Srivastava Rashi, Tripathi Shubham, Unni Sreepoorna, Hussain Arif, Haque Shafiul, Dasgupta Nandita, Singh Vineeta, Mishra Bhartendu N
Department of Biotechnology, Institute of Engineering and Technology, Dr. A.P.J. Abdul Kalam Technical University, Lucknow- 226021, Uttar Pradesh, India.
Department of Life and Environmental Sciences, College of Natural & Health Sciences, Zayed University, P.O. Box 19282, Dubai, United Arab Emirates.
Curr Pharm Des. 2021;27(32):3476-3489. doi: 10.2174/1381612826666201210122726.
The main proteases (Mpro) and Spike Proteins (SP) of Severe Acute Respiratory Syndrome Coronavirus 2 (SARS-CoV-2) play a major role in viral infection development by producing several non-structural proteins (nsPs) and penetrating the host cells, respectively. In this study, the potential of in silico molecular docking-based drug repositioning approach was exploited for identifying the inhibitors of M and SP of SARS-CoV-2.
A total of 196 compounds, including various US-FDA-approved drugs, vitamins, and their analogs, were docked with M (PDB IDs: 6YB7 and 6Y84), and the top six ligands were further tested for ADME properties, followed by docking with SP (PDB IDs: 6LXT and 6W41).

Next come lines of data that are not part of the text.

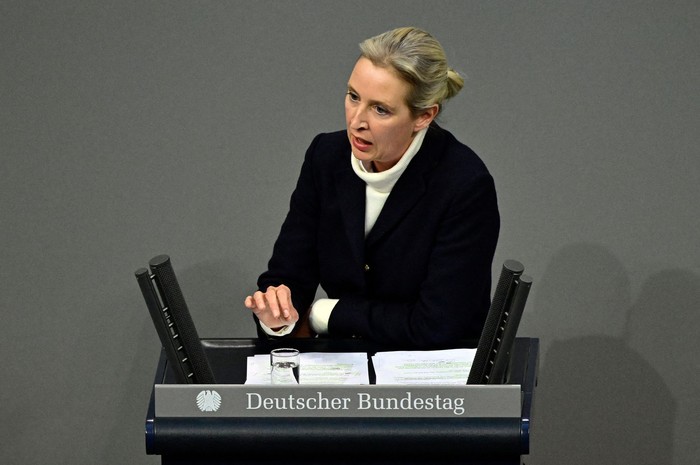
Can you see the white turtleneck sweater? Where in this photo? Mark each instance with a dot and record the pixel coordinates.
(378, 188)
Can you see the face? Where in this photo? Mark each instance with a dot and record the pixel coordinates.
(380, 123)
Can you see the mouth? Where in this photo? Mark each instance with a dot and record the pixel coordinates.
(360, 143)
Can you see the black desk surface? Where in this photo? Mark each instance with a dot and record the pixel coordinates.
(338, 440)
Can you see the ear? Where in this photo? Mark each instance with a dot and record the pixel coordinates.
(424, 119)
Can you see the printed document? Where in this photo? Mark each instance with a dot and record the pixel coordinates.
(424, 367)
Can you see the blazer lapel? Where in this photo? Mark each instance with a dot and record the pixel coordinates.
(351, 199)
(409, 188)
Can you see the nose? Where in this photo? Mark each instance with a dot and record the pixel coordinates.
(357, 118)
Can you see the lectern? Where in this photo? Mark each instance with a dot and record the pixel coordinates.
(492, 428)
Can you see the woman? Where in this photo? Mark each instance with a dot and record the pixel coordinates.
(393, 217)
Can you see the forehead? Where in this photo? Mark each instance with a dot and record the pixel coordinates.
(378, 83)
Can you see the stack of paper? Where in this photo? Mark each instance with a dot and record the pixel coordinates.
(424, 367)
(439, 367)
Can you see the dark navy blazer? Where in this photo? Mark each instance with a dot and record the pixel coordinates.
(422, 277)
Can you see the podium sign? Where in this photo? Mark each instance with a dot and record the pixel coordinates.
(251, 401)
(231, 422)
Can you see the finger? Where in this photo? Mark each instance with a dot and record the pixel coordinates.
(259, 302)
(284, 297)
(272, 302)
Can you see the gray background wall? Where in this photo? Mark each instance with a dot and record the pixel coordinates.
(130, 129)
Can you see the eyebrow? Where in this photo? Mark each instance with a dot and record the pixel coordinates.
(374, 102)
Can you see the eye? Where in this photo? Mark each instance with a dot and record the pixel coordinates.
(381, 111)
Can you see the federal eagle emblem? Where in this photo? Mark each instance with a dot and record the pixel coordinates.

Out of 196 compounds, binding energy (DE) of Silybin B (6YB7: DE: -11.20 kcal/mol; 6Y84: DE: - 10.18 kcal/mol; 6LXT: DE: -10.47 kcal/mol; 6W41: DE: -10.96 kcal/mol) and Cianidanol (6YB7: DE: -8.85 kcal/mol; 6LXT: DE: -9.36 kcal/mol; 6Y84: DE: -10.02 kcal/mol; 6W41: DE: -9.52 kcal/mol) demonstrated better binding and ADME properties compared with the currently endeavored drugs like Hydroxychloroquine and Lopinavir. Additionally, Elliptinone, Diospyirin, SCHEMBL94263, and Fiboflavin have shown encouraging results. Fiboflavin, an immunity booster, was found to inhibit both the M and spike protein of SARSCoV- 2. It was observed that amino acid residues MET6, ALA7, PHE8, PRO9, ASP295, GLY302, VAL303, and THR304 play significant roles in protein-ligand interactions through hydrogen bonds and Vander Waals forces.
Silybin B and Cianidanol showed excellent binding and ADME properties compared with the currently endeavored drugs and can be exploited as therapeutic options against SARS-CoV-2 infection after experimental validation and clinical trials.
严重急性呼吸综合征冠状病毒2(SARS-CoV-2)的主要蛋白酶(Mpro)和刺突蛋白(SP)分别通过产生多种非结构蛋白(nsPs)和穿透宿主细胞在病毒感染发展中起主要作用。在本研究中,利用基于计算机模拟分子对接的药物重新定位方法来鉴定SARS-CoV-2的M和SP的抑制剂。
总共196种化合物,包括各种美国食品药品监督管理局(US-FDA)批准的药物、维生素及其类似物,与M(蛋白质数据银行(PDB)编号:6YB7和6Y84)进行对接,对排名前六位的配体进一步测试其吸收、分布、代谢和排泄(ADME)特性,然后与SP(PDB编号:6LXT和6W41)进行对接。
在196种化合物中,水飞蓟宾B(6YB7:结合能(DE):-11.20千卡/摩尔;6Y84:DE:-10.18千卡/摩尔;6LXT:DE:-10.47千卡/摩尔;6W41:DE:-10.96千卡/摩尔)和紫铆因(6YB7:DE:-8.85千卡/摩尔;6LXT:DE:-9.36千卡/摩尔;6Y84:DE:-10.02千卡/摩尔;6W41:DE:-9.52千卡/摩尔)与目前正在研究的药物如羟氯喹和洛匹那韦相比,表现出更好的结合和ADME特性。此外,椭圆玫瑰树碱、柿皮素、SCHEMBL94263和核黄素也显示出令人鼓舞的结果。核黄素是一种免疫增强剂,被发现可抑制SARS-CoV-2的M和刺突蛋白。据观察,氨基酸残基MET6、ALA7、PHE8、PRO9、ASP295、GLY302、VAL303和THR304通过氢键和范德华力在蛋白质-配体相互作用中起重要作用。
与目前正在研究的药物相比,水飞蓟宾B和紫铆因表现出优异的结合和ADME特性,经实验验证和临床试验后,可作为抗SARS-CoV-2感染的治疗选择。